DSS ‘Follows The Money,’ Makes An Extra $90 Million Per Year

What’s ‘Best For The Child’ Is Secondary To ‘More Federal Money’

These DSS Stories Were Brilliant

By Edward G. Oliver 
January 2002

Expensive financial consultants are advising DSS how to “maximize federal revenues.”

Some examples of children who would bring federal money with them would be those who are eligible to receive Medicaid and special needs children who receive Social Security money.

This means that whether a particular child is seized from its parents is often a factor of whether the DSS can get more federal money by so doing. It is reported that the Department is making an extra $90 million a year by this method.

The hiring of private consulting firms to manage child welfare is done nationwide by state governments, sometimes on a no-risk, contingency basis. This means that some of the federal money is being siphoned off by consulting firms. The children are paying the price.

Massachusetts is a leader in the practice. A task force of accountants arrives from the consultants to re-engineer how the agencies are run, right down to training, policy, forms and other areas. They serve the overriding purpose of obtaining more money from the federal government.

When asked by MassNews if she knew that DSS was using one of the revenue maximization firms, State Rep. Marie Parente, Chair of the Legislative Committee on Foster Care replied:

“Yes, Andersen Consulting. In fact that was one of my big complaints. When I was on the Governor’s ‘Blue Ribbon Commission’ in 1993, Andersen Consulting volunteered their services and they kept saying it was ‘management’ and ‘maximizing revenue’ and they could do it; they’re in the business.

“In the end they got a $3 million contract and I think they still hold it today. I objected. I thought it was unethical and I thought there were state workers doing that work and we never needed Andersen. We have a fine revenue collection department in DSS. Andersen carved out a niche for themselves and I think they still have the contract.”
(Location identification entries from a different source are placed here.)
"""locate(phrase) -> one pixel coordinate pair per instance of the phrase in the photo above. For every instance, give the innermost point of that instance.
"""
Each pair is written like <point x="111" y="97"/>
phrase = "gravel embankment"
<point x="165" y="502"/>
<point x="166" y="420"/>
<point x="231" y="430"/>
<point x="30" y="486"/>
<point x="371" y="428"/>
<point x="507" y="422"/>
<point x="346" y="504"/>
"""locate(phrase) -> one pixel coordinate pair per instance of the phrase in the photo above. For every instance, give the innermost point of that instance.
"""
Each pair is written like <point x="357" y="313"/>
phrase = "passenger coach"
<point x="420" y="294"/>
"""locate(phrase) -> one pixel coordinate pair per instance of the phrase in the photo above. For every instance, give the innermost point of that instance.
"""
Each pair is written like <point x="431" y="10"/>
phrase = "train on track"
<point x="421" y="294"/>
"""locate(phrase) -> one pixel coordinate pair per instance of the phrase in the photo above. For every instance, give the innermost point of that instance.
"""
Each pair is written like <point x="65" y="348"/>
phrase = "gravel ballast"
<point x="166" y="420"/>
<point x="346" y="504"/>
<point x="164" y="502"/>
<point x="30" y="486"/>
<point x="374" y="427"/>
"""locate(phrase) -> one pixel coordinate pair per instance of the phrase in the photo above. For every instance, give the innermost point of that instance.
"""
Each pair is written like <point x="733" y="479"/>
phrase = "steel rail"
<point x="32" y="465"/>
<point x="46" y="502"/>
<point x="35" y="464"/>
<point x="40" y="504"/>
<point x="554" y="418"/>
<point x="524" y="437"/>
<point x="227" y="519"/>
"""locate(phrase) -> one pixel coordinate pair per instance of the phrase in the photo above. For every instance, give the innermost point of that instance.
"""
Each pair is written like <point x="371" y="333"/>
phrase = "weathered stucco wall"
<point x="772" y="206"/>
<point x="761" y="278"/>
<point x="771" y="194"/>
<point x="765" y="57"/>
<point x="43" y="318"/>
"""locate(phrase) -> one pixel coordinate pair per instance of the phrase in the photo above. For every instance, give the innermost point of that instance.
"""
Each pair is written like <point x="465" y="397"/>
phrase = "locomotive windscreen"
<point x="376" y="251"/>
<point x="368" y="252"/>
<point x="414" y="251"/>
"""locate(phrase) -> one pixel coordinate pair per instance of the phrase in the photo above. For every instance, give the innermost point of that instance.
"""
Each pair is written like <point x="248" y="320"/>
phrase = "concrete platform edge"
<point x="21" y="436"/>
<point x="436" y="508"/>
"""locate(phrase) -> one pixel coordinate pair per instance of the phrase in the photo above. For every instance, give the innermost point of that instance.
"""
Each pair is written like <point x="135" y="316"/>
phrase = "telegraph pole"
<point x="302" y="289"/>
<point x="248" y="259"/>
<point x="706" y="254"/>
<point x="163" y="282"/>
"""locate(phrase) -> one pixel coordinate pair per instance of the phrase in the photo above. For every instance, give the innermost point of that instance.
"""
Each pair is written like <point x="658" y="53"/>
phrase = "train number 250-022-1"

A spokesman from Andersen Consulting, Meg Travis, tells MassNews that at one point they had three contracts with DSS and the last one ended in December of 1997. DSS spokesman David Van Dam confirms they used Andersen until late 1997. When asked, he said DSS now uses another consulting firm called PCG (Public Consulting Group) but when asked what services they perform, he did not specify what they do. Attempts to get further information from PCG in time for this article were unsuccessful.

It said that DSS should be sure that the money stays in its hands and does not go to the state.

DSS Follows Recommendations

When asked if the recommendations from the Blue Ribbon Commission were acted on, Rep. Parente answered that DSS implemented those parts that Andersen liked which increased the federal revenue. She said, “What they liked were the parts that Andersen liked. You know, the money part, the federal reimbursement. But my special committee filed a minority report because I thought they focused on the wrong thing.”

A look into the Committee’s “Final Report” reveals the “money part” which states: “DSS should undertake an immediate revenue maximization effort.” It said that DSS should be sure that the money stays in its hands and does not go to the state. “A retained revenue account should be established to ensure that funds brought in through the revenue maximization effort are retained and used by DSS.”

The consultants reported that enhanced revenues held the potential of claiming up to $40 to $70 million extra dollars per year.

The “Final Report” also reveals that DSS was sticking its toe into the “revenue maximization waters” nineteen months prior. It says DSS conducted an analysis on the “potential for enhancing federal reimbursements from Medicaid and other entitlement programs.” As a result DSS “enhanced its federal reimbursements significantly over the last few years through the use of a consultant on a contingent contract.”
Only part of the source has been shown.